Até bem pouco tempo tínhamos duas
humanidades: o homem-de-neanderthal, o Homo sapiens neanderthalensis;
e o Homo sapiens sapiens. Hoje podemos falar também em duas
humanidades: uma humanidade subdesenvolvida, tentando soerguer em meio a um lodo
movediço; e outra humanidade, que nada na opulência. A questão é que, se essa
situação persistir, brevemente teremos a pós e a sub-humanidade.
É um cenário doloroso.
É doloroso, mas são os dados que a
ciência mostra. Tem jeito, tem perspectiva para um futuro melhor?

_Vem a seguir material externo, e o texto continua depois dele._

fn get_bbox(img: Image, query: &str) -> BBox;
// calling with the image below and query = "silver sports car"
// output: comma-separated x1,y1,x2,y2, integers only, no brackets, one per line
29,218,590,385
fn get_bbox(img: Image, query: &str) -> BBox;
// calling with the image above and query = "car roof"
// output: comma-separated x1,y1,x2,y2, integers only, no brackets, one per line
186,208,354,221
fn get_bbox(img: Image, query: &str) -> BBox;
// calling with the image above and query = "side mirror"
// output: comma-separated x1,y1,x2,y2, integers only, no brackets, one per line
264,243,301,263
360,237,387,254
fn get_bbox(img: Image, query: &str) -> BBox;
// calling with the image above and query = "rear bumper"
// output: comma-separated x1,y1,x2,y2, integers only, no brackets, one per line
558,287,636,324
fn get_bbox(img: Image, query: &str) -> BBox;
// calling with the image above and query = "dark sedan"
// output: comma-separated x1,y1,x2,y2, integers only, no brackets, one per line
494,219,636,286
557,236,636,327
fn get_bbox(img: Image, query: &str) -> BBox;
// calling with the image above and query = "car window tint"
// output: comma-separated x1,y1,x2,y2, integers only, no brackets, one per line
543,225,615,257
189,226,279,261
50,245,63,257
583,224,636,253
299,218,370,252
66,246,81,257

Possivelmente, a saída esteja na pesquisa. Mas uma pesquisa precisa de um longo
tempo para que apareçam resultados positivos. E nossas universidades não
incentivam a pesquisa, o que é muito triste, porque essa é a essência de uma
universidade.
O sr. vê, em algum lugar do
mundo, trabalhos e pesquisas pensando em um mundo mais sustentável?
Não. O que existe é muito localizado
e incipiente. Não tem grande repercussão. Mas, mesmo se fossem proveitosas,
jamais poderiam ser aplicadas ao Cerrado, que é um ambiente muito peculiar.
Teria de haver pesquisa dirigida especialmente para nosso bioma. Como recuperar
uma nascente de Cerrado? Eu não sei dizer. Um engenheiro ambiental também não
lhe dará resposta. Nenhum cientista brasileiro sabe a resposta, porque não
temos pesquisas sobre isso. Talvez poderíamos ter um futuro melhor se houvesse
investimentos em pesquisa.
E a educação ocupa que papel
nesse contexto sombrio?
Nós, como educadores, deveríamos
pensar mais nisso – e eu penso: talvez ainda seja tempo de salvar o que ainda
resta, mas se não dermos uma guinada muito violenta não terá como fazer mais
nada. É preciso haver real mudança de hábitos e mudar a forma de observar os
bens patrimoniais do planeta e da nossa região. A água tinha de ser uma questão
de segurança nacional. A vegetação nativa, da mesma forma. Os bens naturais
teriam de ser tratados assim também, porque deles depende o bem-estar das
futuras gerações. Mas isso só se consegue com investimento muito alto em
educação, mudando mentalidade de educadores. As escolas têm de trabalhar a
consciência e não apenas o conhecimento. Uma coisa é conhecer o problema;
outra, é ter consciência do problema. A consciência exige um passo a mais.
Exige atitude revolucionária e radical. Ou mudamos radicalmente ou plantaremos
um futuro cada vez pior para as gerações que virão.